The mechanism of fluid overload caused by AKI is a rapid decline in GFR and RBF resulting in water and sodium retention. Sepsis, hypotension, and nephrotoxic drugs may cause acute tubular necrosis resulting in AKI. Except for tubular injury, the impairment in hemodynamic regulation decreases RBF. Inflammatory signals participate in the progressive process following AKI. The mechanisms involved in AKI are complex. Then when AKI occurs, fluid imbalance or overload should be taken seriously.
Does the relationship between fluid overload and AKI fall into a causality dilemma like “who came first, chicken or eggs?” To some extent, it is a false dilemma and the circular causality does make sense. Sometimes the relationship between fluid overload and AKI is completely intertwined. Patients with AKI are at risk for fluid overload.

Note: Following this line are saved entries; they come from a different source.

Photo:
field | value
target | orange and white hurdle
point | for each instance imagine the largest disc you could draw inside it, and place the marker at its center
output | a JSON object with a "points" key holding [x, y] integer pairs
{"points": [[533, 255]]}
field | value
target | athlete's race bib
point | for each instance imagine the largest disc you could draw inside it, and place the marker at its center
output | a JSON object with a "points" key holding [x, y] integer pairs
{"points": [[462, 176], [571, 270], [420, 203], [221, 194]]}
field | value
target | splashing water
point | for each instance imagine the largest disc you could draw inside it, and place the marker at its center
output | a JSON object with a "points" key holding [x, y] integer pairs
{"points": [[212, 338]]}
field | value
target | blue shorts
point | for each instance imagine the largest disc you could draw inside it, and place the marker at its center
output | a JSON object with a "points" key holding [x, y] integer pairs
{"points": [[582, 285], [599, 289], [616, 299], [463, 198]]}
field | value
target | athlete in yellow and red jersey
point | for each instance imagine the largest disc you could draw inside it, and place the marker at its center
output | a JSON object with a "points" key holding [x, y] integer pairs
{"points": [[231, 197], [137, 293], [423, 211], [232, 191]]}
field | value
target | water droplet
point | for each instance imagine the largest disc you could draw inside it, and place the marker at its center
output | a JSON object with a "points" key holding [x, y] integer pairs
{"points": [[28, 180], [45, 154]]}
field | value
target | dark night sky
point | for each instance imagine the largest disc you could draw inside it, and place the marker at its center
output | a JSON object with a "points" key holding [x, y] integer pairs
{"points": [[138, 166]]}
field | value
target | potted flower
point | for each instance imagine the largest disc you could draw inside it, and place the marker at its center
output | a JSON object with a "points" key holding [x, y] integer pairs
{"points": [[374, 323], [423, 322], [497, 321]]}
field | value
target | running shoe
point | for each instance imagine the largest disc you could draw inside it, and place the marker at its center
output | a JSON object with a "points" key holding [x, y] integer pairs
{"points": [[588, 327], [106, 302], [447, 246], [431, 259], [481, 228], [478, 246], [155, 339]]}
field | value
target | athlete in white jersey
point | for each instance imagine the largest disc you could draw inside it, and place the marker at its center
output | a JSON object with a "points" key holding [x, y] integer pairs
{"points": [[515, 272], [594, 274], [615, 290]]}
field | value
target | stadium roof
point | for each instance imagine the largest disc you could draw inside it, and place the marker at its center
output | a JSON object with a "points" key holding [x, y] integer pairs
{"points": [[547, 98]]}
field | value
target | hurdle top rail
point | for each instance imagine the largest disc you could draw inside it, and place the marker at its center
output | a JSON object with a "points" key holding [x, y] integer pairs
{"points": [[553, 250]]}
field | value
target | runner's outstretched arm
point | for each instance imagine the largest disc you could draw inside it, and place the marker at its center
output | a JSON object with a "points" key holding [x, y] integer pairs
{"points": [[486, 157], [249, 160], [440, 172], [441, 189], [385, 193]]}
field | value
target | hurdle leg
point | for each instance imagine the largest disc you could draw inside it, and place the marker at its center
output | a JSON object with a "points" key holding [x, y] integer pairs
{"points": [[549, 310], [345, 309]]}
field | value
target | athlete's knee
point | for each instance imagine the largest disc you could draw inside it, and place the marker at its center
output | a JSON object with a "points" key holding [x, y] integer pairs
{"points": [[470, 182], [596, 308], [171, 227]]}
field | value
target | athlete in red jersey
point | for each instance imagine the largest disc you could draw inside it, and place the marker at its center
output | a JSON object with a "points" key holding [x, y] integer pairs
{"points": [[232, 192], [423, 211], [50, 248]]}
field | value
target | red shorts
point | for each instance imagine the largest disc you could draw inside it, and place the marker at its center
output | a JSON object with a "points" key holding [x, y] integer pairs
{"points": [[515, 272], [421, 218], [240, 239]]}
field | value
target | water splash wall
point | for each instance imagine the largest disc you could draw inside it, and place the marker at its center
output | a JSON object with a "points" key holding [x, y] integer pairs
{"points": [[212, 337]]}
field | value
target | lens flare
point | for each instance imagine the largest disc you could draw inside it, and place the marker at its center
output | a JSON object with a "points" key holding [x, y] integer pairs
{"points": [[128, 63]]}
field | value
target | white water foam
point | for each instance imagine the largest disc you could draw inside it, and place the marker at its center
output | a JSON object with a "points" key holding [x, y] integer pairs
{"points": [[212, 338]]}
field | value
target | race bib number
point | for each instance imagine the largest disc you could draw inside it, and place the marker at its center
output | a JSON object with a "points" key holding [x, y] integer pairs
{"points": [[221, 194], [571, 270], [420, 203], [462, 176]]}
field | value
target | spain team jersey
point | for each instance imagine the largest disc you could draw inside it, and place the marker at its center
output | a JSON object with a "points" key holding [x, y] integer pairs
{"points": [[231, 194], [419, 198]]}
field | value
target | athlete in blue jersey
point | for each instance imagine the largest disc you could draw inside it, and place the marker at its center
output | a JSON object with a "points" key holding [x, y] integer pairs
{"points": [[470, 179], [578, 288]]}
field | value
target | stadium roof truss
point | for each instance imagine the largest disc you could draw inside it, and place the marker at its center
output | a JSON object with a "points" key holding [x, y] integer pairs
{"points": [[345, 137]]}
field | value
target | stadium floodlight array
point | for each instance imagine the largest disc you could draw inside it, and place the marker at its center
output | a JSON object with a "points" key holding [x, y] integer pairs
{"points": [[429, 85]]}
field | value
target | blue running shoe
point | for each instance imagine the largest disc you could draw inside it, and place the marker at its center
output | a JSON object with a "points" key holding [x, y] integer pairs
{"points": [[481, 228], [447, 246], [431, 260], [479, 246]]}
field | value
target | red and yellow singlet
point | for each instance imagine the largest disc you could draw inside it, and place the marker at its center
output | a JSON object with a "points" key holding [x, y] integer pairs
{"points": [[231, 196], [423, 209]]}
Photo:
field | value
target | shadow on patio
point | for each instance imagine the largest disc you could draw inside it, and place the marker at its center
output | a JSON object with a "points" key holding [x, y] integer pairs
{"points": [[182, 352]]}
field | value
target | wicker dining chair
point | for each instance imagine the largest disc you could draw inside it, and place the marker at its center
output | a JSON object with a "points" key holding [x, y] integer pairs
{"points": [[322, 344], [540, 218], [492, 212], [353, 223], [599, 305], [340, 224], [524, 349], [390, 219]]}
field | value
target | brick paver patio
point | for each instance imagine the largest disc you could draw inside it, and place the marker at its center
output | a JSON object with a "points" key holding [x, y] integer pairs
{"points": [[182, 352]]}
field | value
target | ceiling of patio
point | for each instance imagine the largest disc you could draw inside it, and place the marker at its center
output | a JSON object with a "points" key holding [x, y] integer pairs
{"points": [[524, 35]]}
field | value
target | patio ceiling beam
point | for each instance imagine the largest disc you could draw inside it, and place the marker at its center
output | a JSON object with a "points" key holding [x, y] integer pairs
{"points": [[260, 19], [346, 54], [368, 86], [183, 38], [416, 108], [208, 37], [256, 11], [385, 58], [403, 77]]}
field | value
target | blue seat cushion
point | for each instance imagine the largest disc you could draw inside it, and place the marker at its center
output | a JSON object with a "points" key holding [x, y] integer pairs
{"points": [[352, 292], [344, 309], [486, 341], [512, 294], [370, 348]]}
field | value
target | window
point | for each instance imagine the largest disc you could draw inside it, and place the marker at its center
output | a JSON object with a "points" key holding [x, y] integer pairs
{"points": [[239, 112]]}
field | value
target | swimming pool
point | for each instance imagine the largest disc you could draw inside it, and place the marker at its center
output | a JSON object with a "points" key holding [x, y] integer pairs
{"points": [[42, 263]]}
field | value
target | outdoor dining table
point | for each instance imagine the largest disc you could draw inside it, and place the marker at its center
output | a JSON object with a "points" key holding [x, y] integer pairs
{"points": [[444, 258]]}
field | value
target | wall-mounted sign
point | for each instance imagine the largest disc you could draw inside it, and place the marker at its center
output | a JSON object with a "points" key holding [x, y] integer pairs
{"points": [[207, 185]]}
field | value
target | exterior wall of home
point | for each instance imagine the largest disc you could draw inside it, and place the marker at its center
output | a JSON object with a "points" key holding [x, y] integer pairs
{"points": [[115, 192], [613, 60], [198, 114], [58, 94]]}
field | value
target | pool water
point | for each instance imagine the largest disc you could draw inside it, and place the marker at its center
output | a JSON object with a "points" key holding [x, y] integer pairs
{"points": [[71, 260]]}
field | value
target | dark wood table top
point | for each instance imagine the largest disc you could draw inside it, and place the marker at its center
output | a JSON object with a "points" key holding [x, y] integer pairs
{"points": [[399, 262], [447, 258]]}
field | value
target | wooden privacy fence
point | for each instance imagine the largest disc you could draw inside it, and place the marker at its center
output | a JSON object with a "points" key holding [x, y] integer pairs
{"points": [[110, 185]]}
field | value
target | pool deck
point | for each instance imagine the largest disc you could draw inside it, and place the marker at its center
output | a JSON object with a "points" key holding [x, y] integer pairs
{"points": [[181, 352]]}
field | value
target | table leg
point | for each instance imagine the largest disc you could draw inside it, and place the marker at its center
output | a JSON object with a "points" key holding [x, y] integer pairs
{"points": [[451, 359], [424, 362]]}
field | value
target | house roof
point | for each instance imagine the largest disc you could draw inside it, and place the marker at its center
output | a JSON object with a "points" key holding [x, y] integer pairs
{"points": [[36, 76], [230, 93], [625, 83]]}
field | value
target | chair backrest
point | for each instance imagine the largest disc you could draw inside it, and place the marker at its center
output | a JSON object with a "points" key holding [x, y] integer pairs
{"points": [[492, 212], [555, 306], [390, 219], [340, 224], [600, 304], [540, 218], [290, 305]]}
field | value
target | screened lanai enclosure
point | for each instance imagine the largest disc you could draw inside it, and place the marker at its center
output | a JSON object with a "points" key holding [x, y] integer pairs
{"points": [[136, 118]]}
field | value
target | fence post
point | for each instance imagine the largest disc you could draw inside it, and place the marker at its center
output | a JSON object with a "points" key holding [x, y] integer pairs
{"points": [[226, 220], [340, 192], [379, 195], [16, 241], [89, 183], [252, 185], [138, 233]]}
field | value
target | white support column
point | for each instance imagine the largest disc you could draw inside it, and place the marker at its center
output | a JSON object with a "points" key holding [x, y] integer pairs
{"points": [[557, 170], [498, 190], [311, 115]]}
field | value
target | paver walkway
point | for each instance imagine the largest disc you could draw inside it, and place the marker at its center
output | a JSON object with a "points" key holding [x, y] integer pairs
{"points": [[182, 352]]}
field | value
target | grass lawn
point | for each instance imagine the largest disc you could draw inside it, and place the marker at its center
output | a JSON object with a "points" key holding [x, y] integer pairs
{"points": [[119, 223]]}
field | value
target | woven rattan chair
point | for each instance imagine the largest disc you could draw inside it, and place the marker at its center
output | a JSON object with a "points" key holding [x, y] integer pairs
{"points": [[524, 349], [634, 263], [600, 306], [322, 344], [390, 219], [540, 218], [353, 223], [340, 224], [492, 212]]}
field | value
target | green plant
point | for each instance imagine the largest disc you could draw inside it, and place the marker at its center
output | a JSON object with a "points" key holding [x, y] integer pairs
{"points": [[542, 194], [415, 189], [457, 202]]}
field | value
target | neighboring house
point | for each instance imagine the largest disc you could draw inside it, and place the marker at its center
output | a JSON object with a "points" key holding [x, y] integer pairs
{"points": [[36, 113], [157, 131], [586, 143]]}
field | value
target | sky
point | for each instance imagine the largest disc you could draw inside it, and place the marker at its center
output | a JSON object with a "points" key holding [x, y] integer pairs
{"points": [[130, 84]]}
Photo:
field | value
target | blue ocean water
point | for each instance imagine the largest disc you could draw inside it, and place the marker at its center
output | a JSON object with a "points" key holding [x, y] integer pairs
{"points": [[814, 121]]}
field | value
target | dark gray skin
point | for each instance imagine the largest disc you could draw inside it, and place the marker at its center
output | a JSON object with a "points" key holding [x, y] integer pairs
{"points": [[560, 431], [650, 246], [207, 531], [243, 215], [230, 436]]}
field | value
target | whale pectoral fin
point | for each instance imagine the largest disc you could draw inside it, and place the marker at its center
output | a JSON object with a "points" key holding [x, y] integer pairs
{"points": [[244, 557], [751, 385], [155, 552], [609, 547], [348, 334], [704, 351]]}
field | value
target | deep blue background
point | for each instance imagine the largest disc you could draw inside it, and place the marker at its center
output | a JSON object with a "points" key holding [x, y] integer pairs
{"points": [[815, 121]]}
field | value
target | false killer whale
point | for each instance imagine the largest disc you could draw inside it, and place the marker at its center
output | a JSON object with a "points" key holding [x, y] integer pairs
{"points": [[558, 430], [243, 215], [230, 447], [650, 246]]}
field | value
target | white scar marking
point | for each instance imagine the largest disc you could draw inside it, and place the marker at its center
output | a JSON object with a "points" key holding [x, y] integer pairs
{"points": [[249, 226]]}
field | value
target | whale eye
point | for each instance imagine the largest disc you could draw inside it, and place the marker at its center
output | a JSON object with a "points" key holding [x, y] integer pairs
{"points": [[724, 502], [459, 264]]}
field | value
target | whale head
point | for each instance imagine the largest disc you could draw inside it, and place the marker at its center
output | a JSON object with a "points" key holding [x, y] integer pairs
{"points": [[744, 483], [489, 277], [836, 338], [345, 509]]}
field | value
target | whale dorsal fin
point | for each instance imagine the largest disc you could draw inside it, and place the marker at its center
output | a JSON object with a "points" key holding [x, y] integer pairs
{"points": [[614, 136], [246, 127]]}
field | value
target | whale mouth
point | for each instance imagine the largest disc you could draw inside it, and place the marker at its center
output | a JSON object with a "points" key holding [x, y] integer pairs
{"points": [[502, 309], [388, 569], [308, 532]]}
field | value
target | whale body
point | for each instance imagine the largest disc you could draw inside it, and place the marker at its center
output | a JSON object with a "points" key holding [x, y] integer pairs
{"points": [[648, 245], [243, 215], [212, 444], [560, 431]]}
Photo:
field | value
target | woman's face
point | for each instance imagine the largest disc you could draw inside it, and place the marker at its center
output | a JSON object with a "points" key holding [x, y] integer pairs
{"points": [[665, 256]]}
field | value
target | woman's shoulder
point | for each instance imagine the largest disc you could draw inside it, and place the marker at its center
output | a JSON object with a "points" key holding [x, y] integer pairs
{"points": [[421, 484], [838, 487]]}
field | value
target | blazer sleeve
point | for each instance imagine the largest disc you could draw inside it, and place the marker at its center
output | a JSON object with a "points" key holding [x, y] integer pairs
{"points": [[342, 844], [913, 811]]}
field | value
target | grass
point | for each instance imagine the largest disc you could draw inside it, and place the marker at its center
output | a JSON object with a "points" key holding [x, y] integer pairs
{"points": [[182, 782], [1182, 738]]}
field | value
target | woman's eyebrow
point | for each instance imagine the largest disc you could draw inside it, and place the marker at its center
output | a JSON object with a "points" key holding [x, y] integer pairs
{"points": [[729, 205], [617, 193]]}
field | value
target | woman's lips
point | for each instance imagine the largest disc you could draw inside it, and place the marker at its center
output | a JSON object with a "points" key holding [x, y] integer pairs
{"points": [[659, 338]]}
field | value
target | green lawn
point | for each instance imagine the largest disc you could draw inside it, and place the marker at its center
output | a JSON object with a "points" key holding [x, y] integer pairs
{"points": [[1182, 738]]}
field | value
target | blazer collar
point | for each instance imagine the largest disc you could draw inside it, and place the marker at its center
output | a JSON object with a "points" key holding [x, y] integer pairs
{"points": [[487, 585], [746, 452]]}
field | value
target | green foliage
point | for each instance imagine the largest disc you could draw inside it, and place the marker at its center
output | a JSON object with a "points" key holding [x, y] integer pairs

Conversely, fluid overload can cause kidney injury, especially in critically ill patients.
| Conclusion|| |
A previous study concluded that fluid overload can contribute directly to poor outcomes, especially in critically ill patients. Kidneys should be particularly prone to damage from fluid overload and tissue edema. The dose and composition of fluid should be both considered before treatment in critically ill patients or with AKI. If patients with cardiac dysfunction fluid overload may aggravate existing disease and damage the kidney. In future, protecting and remedy EGL may be an effective treatment for kidney injury. Most studies support for a more conservative fluid balance strategy in critically ill patients beyond the initial resuscitative period.